It’s finals week at most colleges around the country, and parents of graduating high school seniors are facing a huge question: How to pay for college tuition, fees, and books for next fall? Well, CNN/Money tried to tackle that question this morning, and boy did they get things wrong!
The article starts off highlighting a couple who have an 18yo and 20yo in college … at Georgetown and Tufts! It then goes on to mention financial aid … payment plans with the university … childrens’ college savings plans … student loans … PLUS loans (parents take out) … then HELOCs and raiding retirement savings like IRAs! The very last paragraph in the article really set me off:
The Mathenys were happy to borrow from their home, but they don’t see anything wrong with kids graduating with some debt too. Says Patrick: “Hopefully the loans will give the kids a lesson they wouldn’t learn in a classroom: financial responsibility.”

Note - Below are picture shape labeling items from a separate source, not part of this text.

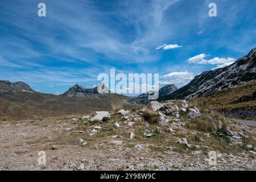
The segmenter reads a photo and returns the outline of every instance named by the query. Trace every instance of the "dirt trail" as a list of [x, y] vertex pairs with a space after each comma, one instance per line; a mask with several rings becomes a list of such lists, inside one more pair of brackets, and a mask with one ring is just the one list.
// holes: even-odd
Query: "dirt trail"
[[[102, 138], [81, 146], [63, 144], [67, 123], [35, 123], [28, 121], [0, 125], [0, 170], [255, 170], [250, 154], [218, 154], [217, 163], [210, 165], [207, 154], [189, 154], [166, 150], [152, 152], [146, 144], [109, 144]], [[84, 134], [81, 134], [81, 135]], [[88, 140], [89, 141], [89, 140]], [[56, 145], [57, 150], [51, 150]], [[39, 165], [38, 152], [46, 153], [46, 164]]]

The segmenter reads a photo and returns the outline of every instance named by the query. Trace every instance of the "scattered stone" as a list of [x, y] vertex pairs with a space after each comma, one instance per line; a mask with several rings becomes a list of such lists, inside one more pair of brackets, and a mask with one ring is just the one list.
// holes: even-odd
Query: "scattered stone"
[[93, 128], [96, 130], [101, 130], [101, 127], [98, 126], [94, 126]]
[[221, 122], [221, 121], [219, 120], [218, 122], [218, 129], [219, 130], [221, 130], [222, 129], [222, 122]]
[[123, 116], [127, 115], [130, 112], [129, 110], [124, 110], [123, 109], [121, 109], [119, 111], [117, 112], [117, 113], [121, 114]]
[[72, 127], [67, 127], [67, 129], [65, 129], [65, 131], [68, 131], [71, 130], [72, 129]]
[[197, 107], [194, 107], [193, 108], [189, 108], [189, 112], [187, 116], [190, 118], [195, 118], [201, 116], [201, 113]]
[[83, 163], [86, 163], [88, 162], [88, 160], [87, 160], [86, 159], [83, 159], [81, 160], [81, 162]]
[[132, 127], [133, 124], [134, 124], [134, 123], [134, 123], [134, 122], [128, 122], [128, 126], [129, 126], [129, 127]]
[[76, 142], [77, 142], [79, 144], [83, 143], [84, 142], [84, 140], [81, 138], [79, 138], [76, 140]]
[[180, 114], [179, 113], [179, 111], [174, 111], [171, 113], [171, 115], [175, 117], [176, 118], [179, 118], [180, 117]]
[[96, 111], [96, 114], [90, 119], [91, 121], [106, 121], [109, 119], [110, 114], [108, 111]]
[[164, 130], [164, 132], [165, 133], [174, 133], [175, 131], [172, 130], [172, 129], [166, 129]]
[[84, 170], [84, 164], [82, 163], [80, 163], [79, 166], [77, 167], [77, 169], [79, 170], [79, 171]]
[[150, 133], [150, 134], [146, 134], [146, 138], [152, 137], [152, 136], [155, 136], [155, 135], [153, 134], [152, 133]]
[[150, 102], [150, 105], [151, 106], [152, 109], [154, 111], [160, 109], [164, 106], [163, 104], [155, 101]]
[[117, 122], [116, 122], [115, 123], [115, 126], [116, 127], [120, 127], [120, 125], [118, 124], [118, 123]]
[[85, 115], [82, 117], [82, 119], [86, 119], [90, 118], [89, 115]]
[[231, 130], [229, 130], [229, 129], [225, 129], [223, 131], [223, 133], [227, 135], [229, 135], [230, 136], [232, 136], [234, 135], [234, 132], [233, 132]]
[[84, 142], [84, 143], [82, 143], [82, 145], [83, 145], [83, 146], [86, 146], [86, 144], [87, 144], [87, 142]]
[[181, 107], [181, 108], [180, 108], [180, 110], [181, 110], [181, 111], [183, 111], [183, 112], [184, 112], [184, 113], [187, 112], [187, 109], [185, 108], [185, 107]]
[[122, 140], [112, 140], [112, 141], [109, 141], [109, 143], [120, 146], [123, 144], [123, 141], [122, 141]]
[[179, 139], [177, 142], [180, 144], [184, 144], [187, 147], [191, 148], [191, 145], [188, 143], [188, 140], [187, 140], [187, 138], [183, 138], [180, 139]]
[[249, 150], [253, 150], [253, 146], [251, 144], [246, 144], [245, 146], [245, 147], [246, 147]]

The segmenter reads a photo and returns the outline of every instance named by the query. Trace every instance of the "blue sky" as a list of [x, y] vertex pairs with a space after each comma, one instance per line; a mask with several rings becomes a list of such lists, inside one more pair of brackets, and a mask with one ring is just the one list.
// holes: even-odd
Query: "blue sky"
[[255, 9], [255, 0], [1, 0], [0, 80], [56, 94], [114, 68], [180, 87], [256, 47]]

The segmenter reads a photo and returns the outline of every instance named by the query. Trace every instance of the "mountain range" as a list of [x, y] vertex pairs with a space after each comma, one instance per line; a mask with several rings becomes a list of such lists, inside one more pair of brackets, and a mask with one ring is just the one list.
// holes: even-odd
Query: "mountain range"
[[[100, 85], [103, 89], [108, 88]], [[76, 84], [60, 95], [37, 92], [23, 82], [0, 81], [0, 116], [18, 118], [66, 115], [110, 110], [115, 100], [129, 100], [123, 95], [99, 94], [97, 87], [85, 89]]]
[[228, 67], [203, 72], [187, 85], [160, 99], [188, 99], [209, 96], [255, 78], [256, 48]]
[[[204, 98], [213, 109], [236, 117], [256, 114], [256, 48], [226, 67], [204, 72], [177, 89], [174, 84], [159, 90], [158, 100]], [[99, 85], [110, 93], [106, 85]], [[230, 94], [232, 93], [232, 94]], [[97, 87], [86, 89], [76, 84], [56, 96], [39, 93], [21, 81], [0, 81], [0, 116], [20, 118], [60, 115], [109, 110], [114, 100], [129, 100], [131, 104], [147, 105], [154, 91], [130, 99], [117, 94], [100, 94]], [[239, 113], [237, 114], [237, 113]]]

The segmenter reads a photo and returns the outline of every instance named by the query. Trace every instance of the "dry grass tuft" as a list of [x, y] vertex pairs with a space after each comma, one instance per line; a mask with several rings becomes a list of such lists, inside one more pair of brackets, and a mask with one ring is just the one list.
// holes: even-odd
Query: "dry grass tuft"
[[112, 101], [110, 106], [113, 112], [117, 112], [125, 107], [125, 102], [123, 100], [115, 100]]
[[156, 124], [160, 121], [159, 114], [154, 111], [150, 107], [146, 107], [146, 110], [142, 114], [144, 119], [150, 124]]
[[213, 121], [205, 117], [192, 119], [187, 126], [189, 129], [208, 133], [213, 133], [216, 129]]

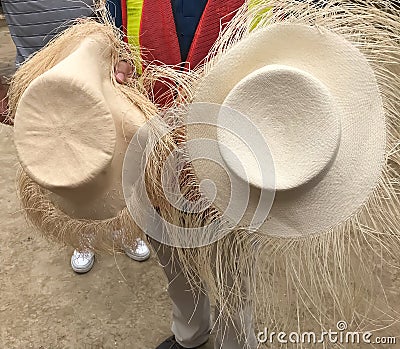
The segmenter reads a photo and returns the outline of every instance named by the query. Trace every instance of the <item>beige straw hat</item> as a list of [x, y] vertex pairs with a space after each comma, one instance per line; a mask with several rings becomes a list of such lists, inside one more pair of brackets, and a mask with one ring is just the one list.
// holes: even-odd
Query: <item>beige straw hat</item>
[[[135, 79], [115, 81], [130, 53], [109, 23], [72, 26], [23, 64], [9, 96], [21, 164], [18, 194], [30, 222], [74, 247], [109, 250], [141, 230], [122, 192], [122, 163], [135, 132], [157, 108]], [[145, 79], [145, 77], [143, 78]]]
[[246, 2], [196, 71], [192, 103], [170, 112], [186, 147], [149, 136], [146, 184], [183, 273], [221, 317], [250, 304], [269, 333], [398, 320], [400, 12], [323, 3]]
[[[193, 161], [194, 171], [214, 182], [221, 212], [238, 200], [233, 182], [250, 187], [239, 198], [248, 200], [241, 226], [281, 237], [327, 232], [378, 184], [387, 129], [377, 80], [365, 56], [329, 30], [274, 24], [249, 35], [205, 74], [194, 102], [221, 106], [189, 113], [189, 152], [205, 138], [214, 154]], [[269, 152], [273, 164], [263, 167]], [[262, 192], [274, 189], [271, 210], [254, 221]]]
[[125, 207], [121, 169], [143, 112], [114, 87], [104, 35], [78, 43], [31, 82], [15, 115], [15, 145], [27, 175], [76, 218], [107, 219]]

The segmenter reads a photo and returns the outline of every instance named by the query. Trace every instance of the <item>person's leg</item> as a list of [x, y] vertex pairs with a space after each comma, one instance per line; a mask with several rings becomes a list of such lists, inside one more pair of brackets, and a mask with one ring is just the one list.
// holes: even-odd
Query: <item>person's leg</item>
[[[191, 290], [179, 263], [172, 259], [172, 250], [150, 240], [168, 279], [168, 294], [172, 300], [172, 333], [183, 348], [204, 344], [210, 334], [210, 302], [204, 290]], [[160, 345], [162, 348], [162, 346]], [[167, 347], [167, 346], [165, 346]], [[179, 348], [179, 347], [173, 347]]]

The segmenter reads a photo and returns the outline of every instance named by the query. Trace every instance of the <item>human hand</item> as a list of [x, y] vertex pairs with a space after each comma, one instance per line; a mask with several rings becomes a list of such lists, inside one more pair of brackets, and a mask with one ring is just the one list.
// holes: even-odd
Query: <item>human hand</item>
[[115, 80], [120, 84], [126, 84], [133, 76], [135, 68], [126, 61], [119, 61], [115, 66]]

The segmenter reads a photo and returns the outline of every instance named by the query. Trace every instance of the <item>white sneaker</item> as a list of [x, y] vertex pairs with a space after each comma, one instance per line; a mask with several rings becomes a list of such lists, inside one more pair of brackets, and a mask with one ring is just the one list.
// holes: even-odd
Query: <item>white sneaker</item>
[[90, 251], [79, 252], [75, 250], [71, 256], [71, 267], [75, 273], [84, 274], [92, 269], [94, 253]]
[[132, 248], [124, 246], [125, 254], [137, 262], [143, 262], [150, 257], [150, 249], [142, 239], [136, 239], [137, 245]]

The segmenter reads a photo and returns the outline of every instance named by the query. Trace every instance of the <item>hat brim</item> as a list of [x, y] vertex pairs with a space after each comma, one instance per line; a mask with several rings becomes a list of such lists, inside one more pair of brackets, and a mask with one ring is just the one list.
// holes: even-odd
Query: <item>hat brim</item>
[[[341, 139], [331, 167], [318, 181], [290, 191], [278, 191], [259, 232], [281, 237], [320, 234], [355, 214], [377, 187], [385, 160], [385, 111], [375, 73], [365, 56], [343, 37], [315, 27], [275, 24], [254, 32], [232, 47], [204, 76], [194, 102], [222, 105], [229, 92], [247, 75], [272, 64], [303, 70], [330, 91], [341, 114]], [[257, 93], [257, 91], [254, 91]], [[244, 106], [240, 110], [240, 106]], [[246, 103], [235, 106], [248, 114]], [[251, 117], [250, 117], [251, 119]], [[187, 127], [188, 141], [209, 135], [210, 127]], [[224, 163], [219, 149], [208, 149]], [[190, 147], [189, 147], [190, 153]], [[231, 198], [227, 175], [206, 160], [193, 161], [201, 181], [217, 187], [214, 204], [223, 211]], [[252, 188], [240, 224], [249, 225], [259, 203], [259, 189]]]

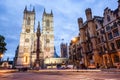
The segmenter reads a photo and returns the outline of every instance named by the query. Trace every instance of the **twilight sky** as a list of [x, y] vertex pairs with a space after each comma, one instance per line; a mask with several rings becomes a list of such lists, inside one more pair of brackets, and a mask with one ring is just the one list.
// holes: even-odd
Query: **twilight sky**
[[77, 18], [82, 17], [84, 21], [86, 20], [86, 8], [92, 9], [93, 16], [103, 16], [106, 7], [112, 10], [117, 8], [117, 0], [0, 0], [0, 35], [5, 36], [8, 49], [4, 59], [7, 57], [12, 59], [15, 55], [22, 30], [23, 10], [26, 5], [29, 10], [35, 6], [35, 29], [37, 22], [42, 21], [44, 8], [47, 13], [53, 10], [55, 47], [60, 55], [60, 43], [69, 43], [78, 35]]

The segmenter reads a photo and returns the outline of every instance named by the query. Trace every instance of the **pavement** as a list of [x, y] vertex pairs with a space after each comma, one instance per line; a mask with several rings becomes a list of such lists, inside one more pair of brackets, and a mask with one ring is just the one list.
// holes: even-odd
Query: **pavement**
[[0, 80], [120, 80], [120, 70], [0, 70]]

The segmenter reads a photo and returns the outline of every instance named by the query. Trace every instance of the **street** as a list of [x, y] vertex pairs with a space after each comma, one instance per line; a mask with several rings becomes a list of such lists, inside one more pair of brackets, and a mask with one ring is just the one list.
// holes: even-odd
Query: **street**
[[13, 72], [0, 80], [120, 80], [120, 72]]

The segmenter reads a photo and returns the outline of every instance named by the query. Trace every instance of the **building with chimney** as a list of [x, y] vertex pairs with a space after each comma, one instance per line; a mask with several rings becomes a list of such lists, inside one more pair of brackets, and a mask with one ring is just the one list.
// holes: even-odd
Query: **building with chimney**
[[116, 67], [120, 62], [120, 0], [117, 9], [104, 9], [103, 17], [92, 16], [90, 8], [85, 14], [86, 21], [78, 18], [78, 41], [70, 42], [70, 61], [86, 68], [91, 64], [97, 68]]

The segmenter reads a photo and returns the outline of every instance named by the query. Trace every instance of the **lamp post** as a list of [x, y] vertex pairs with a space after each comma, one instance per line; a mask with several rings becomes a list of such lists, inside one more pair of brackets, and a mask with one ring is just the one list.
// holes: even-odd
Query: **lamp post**
[[0, 62], [1, 62], [2, 57], [3, 57], [3, 53], [0, 53]]
[[73, 66], [76, 66], [76, 67], [78, 67], [78, 63], [79, 63], [79, 61], [77, 60], [77, 42], [79, 41], [79, 37], [74, 37], [73, 39], [72, 39], [72, 43], [73, 43], [73, 45], [74, 45], [74, 53], [73, 53]]
[[36, 49], [36, 61], [35, 61], [35, 68], [39, 70], [40, 67], [40, 59], [39, 59], [39, 53], [40, 53], [40, 22], [38, 22], [38, 28], [37, 28], [37, 49]]

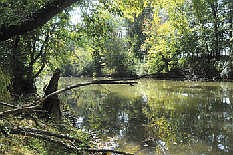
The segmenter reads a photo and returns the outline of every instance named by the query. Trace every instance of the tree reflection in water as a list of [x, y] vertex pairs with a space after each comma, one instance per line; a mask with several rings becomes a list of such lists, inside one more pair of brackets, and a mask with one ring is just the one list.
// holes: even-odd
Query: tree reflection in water
[[232, 92], [232, 83], [143, 79], [134, 87], [89, 86], [61, 98], [83, 118], [79, 127], [95, 133], [98, 147], [137, 154], [232, 154]]

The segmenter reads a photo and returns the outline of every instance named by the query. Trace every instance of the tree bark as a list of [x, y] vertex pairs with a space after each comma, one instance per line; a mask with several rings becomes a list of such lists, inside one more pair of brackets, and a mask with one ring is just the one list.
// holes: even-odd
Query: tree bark
[[[49, 85], [45, 90], [45, 96], [57, 91], [59, 78], [60, 70], [56, 69], [51, 80], [49, 81]], [[58, 95], [55, 94], [53, 96], [47, 97], [43, 102], [42, 110], [47, 111], [47, 116], [52, 116], [55, 118], [55, 120], [58, 121], [61, 120], [61, 107]]]
[[43, 26], [56, 14], [78, 1], [80, 0], [54, 0], [25, 17], [25, 20], [17, 25], [0, 25], [0, 41], [5, 41], [15, 35], [21, 35]]

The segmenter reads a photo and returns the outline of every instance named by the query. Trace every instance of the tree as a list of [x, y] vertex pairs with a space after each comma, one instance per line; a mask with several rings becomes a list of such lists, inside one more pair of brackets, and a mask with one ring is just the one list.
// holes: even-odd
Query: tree
[[[52, 17], [54, 17], [56, 14], [60, 13], [67, 7], [71, 6], [75, 2], [80, 2], [81, 0], [54, 0], [52, 2], [46, 2], [45, 4], [40, 6], [37, 10], [33, 10], [31, 12], [26, 12], [26, 14], [21, 17], [21, 19], [17, 19], [17, 23], [14, 23], [14, 21], [8, 21], [8, 23], [2, 23], [5, 22], [4, 18], [10, 18], [12, 19], [12, 16], [15, 16], [15, 14], [10, 14], [9, 17], [7, 14], [4, 15], [4, 18], [1, 19], [0, 23], [0, 41], [7, 40], [14, 35], [20, 35], [25, 34], [28, 31], [34, 30], [38, 27], [41, 27], [45, 23], [47, 23]], [[15, 4], [20, 4], [20, 1], [15, 2]], [[9, 3], [5, 2], [1, 5], [8, 6]], [[24, 4], [28, 5], [28, 4]], [[24, 7], [23, 5], [23, 7]], [[5, 8], [9, 9], [9, 8]], [[4, 9], [3, 9], [4, 10]], [[4, 12], [4, 13], [7, 13]]]

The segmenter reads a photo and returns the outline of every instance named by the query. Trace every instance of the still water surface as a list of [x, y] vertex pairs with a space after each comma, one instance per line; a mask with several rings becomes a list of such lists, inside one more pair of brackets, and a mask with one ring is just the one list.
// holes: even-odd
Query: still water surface
[[[63, 78], [61, 85], [88, 81]], [[97, 148], [137, 155], [233, 154], [233, 83], [141, 79], [61, 96]]]

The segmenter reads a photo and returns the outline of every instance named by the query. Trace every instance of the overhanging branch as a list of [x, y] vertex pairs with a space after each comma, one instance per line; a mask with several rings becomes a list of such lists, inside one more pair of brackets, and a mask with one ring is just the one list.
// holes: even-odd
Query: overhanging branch
[[53, 93], [50, 93], [47, 96], [44, 96], [43, 98], [39, 98], [38, 100], [34, 101], [32, 104], [22, 106], [19, 108], [15, 108], [12, 110], [0, 112], [0, 118], [8, 117], [9, 115], [16, 115], [16, 114], [23, 113], [23, 112], [32, 112], [35, 109], [40, 108], [41, 103], [43, 103], [43, 101], [45, 99], [47, 99], [48, 97], [60, 94], [62, 92], [65, 92], [65, 91], [68, 91], [68, 90], [71, 90], [74, 88], [88, 86], [88, 85], [98, 85], [98, 84], [129, 84], [129, 85], [133, 85], [133, 84], [137, 84], [137, 82], [135, 82], [135, 81], [131, 81], [131, 82], [130, 81], [120, 81], [120, 80], [94, 80], [91, 82], [70, 85], [70, 86], [67, 86], [65, 88], [59, 89]]
[[0, 41], [5, 41], [15, 35], [24, 34], [43, 26], [56, 14], [78, 1], [80, 0], [54, 0], [31, 15], [28, 15], [28, 17], [24, 18], [25, 20], [16, 25], [0, 25]]

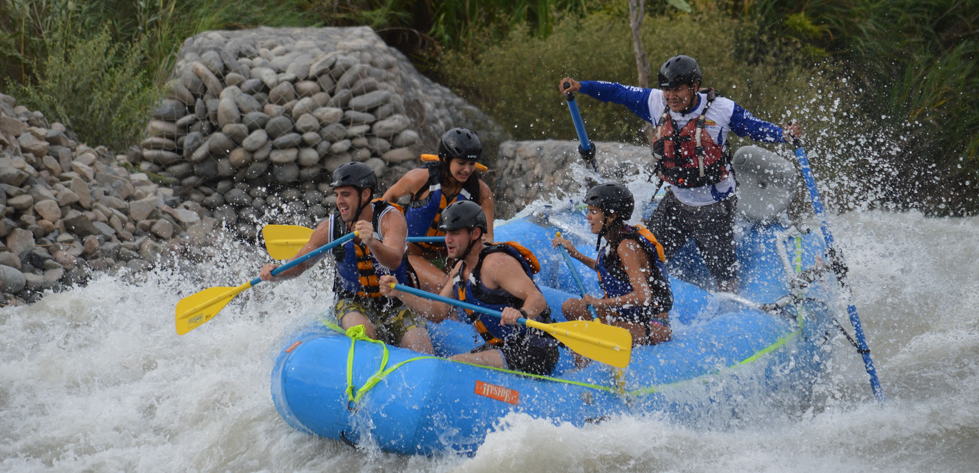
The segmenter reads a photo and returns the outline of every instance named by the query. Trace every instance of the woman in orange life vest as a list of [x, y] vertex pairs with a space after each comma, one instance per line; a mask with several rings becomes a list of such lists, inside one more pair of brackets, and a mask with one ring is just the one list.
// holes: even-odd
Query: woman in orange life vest
[[[483, 208], [488, 228], [486, 241], [492, 242], [493, 201], [490, 186], [480, 171], [483, 156], [480, 138], [466, 128], [452, 128], [439, 141], [439, 157], [422, 155], [424, 166], [409, 170], [384, 193], [383, 199], [396, 202], [411, 200], [405, 206], [408, 236], [443, 236], [439, 217], [454, 202], [473, 201]], [[445, 279], [445, 247], [442, 244], [408, 245], [408, 262], [418, 275], [421, 289], [438, 293]]]
[[[634, 200], [626, 186], [606, 182], [592, 187], [584, 197], [591, 233], [598, 235], [598, 260], [582, 255], [570, 241], [555, 237], [552, 245], [598, 272], [605, 297], [585, 295], [561, 306], [568, 320], [590, 320], [588, 306], [602, 323], [623, 327], [634, 344], [652, 345], [670, 340], [673, 294], [663, 257], [663, 247], [645, 227], [630, 226]], [[606, 244], [599, 249], [602, 238]]]

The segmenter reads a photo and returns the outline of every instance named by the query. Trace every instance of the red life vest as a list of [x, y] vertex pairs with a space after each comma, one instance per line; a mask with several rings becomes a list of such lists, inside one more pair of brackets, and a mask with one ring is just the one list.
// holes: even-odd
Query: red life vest
[[707, 111], [712, 103], [708, 101], [700, 117], [688, 121], [681, 129], [677, 129], [676, 121], [670, 117], [670, 107], [664, 109], [663, 117], [656, 124], [653, 140], [656, 170], [675, 186], [701, 187], [727, 178], [723, 148], [704, 130]]

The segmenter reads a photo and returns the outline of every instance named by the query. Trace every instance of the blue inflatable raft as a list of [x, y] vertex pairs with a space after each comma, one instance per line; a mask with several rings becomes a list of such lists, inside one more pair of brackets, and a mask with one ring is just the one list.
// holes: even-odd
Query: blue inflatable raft
[[[577, 288], [550, 241], [562, 230], [593, 256], [594, 236], [584, 228], [583, 210], [571, 206], [526, 211], [495, 228], [497, 241], [519, 241], [540, 260], [536, 280], [556, 321], [564, 320], [561, 304], [577, 297]], [[387, 451], [436, 454], [475, 451], [512, 412], [577, 426], [650, 412], [682, 421], [710, 409], [731, 409], [746, 397], [788, 392], [805, 398], [829, 357], [825, 333], [832, 317], [817, 288], [793, 288], [790, 280], [816, 264], [824, 253], [822, 241], [778, 223], [742, 227], [737, 238], [739, 293], [714, 295], [674, 278], [673, 340], [634, 348], [625, 370], [598, 362], [575, 369], [565, 351], [552, 376], [530, 376], [321, 328], [284, 347], [272, 372], [272, 399], [282, 417], [302, 431]], [[705, 277], [696, 269], [700, 265], [672, 269], [696, 281]], [[589, 293], [600, 295], [594, 271], [578, 269]], [[793, 291], [798, 299], [780, 310], [757, 306]], [[438, 355], [481, 343], [469, 325], [429, 325]]]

No, NO NOOOOO!!!!! By all the gods known to mankind, why don’t these parents simply sell their children into slavery?!? It would be quicker, and the end result is certainly the same! What ever happened to parents caring enough for their children to try to help them achieve a better life than the one they are living??
With this kind of debt-slavery garbage floating around as “good advice” it is no wonder people are wondering if student loans will be the next financial meltdown. We have been setting up an entire generation for failure with this kind of advice. Some pundits have gone so far as to nickname Generation Y “Generation Debt.” In fact, I think we are setting up the class system for the next couple of generations into those with crushing student loan debt and those who have the financial freedom that little to no debt brings. I’ll give y’all one guess where my son will end up!
So as an alternative to this bad advice, I offer my “graduate debt free” plan (for the record, I have NO STUDENT LOANS AT ALL!)
- Go to a community college for the core curriculum. This is especially good for students who haven’t decided on a major yet! Community colleges are significantly less expensive than four year universities, and the credits will transfer just fine.
- Go to college part-time while working a part-time job. It may take a little longer, but with student loan pay periods getting as long as mortgages, you will gradauate debt free and be able to keep your money much sooner. As the part-time job, I personally recommend delivering pizza
- Stick to classes within your declared major and/or minor. I am not opposed to learning for education sake, but with tuition rising as fast as it is you might want to wait until after you land a good job for the “personal enrichment” classes. I don’t have a choice, as the GI Bill only pays for classes in my major or minor.
- Save up over the summer and during the semesters to pay your tuition bill in full. Those payments plans my college offers really aren’t very good terms, and they already bleed you dry with strange fees (”debt service fee” was the one that annoyed me this semester). For my college, the business office charges almost $100 for the privilege of breaking your payments into 50-25-25% so the registrar doesn’t drop you if you can’t pay in full.
- If you do need to take student loans, take only what you absolutely need! Don’t spend the next fifteen years or more paying on something dumb, like a car that will be long gone by the time it is finally paid for (I’m not kidding, some students use their student loans to “trick out” their cars). Student loans should be used for tuition and books only.
- For the students who have no idea what they want to be and no way to pay for college, consider military service. I’ll be the first to admit the military isn’t for everyone, but if you think your child can hack it and has a desire to serve the GI Bill plus the recruitment incentives (Army College Fund in my case) will help out tremendously. Patrick from CashMoneyLife went the Air Force route and considers it one of his best moves.
These simple steps are not the be-all and end-all of how to graduate from college without student loan debt, but they are certainly a good start and also what I have done (except the loan part).
Your turn, folks: what kind of advice would YOU give for parents wondering how to pay for college without debt?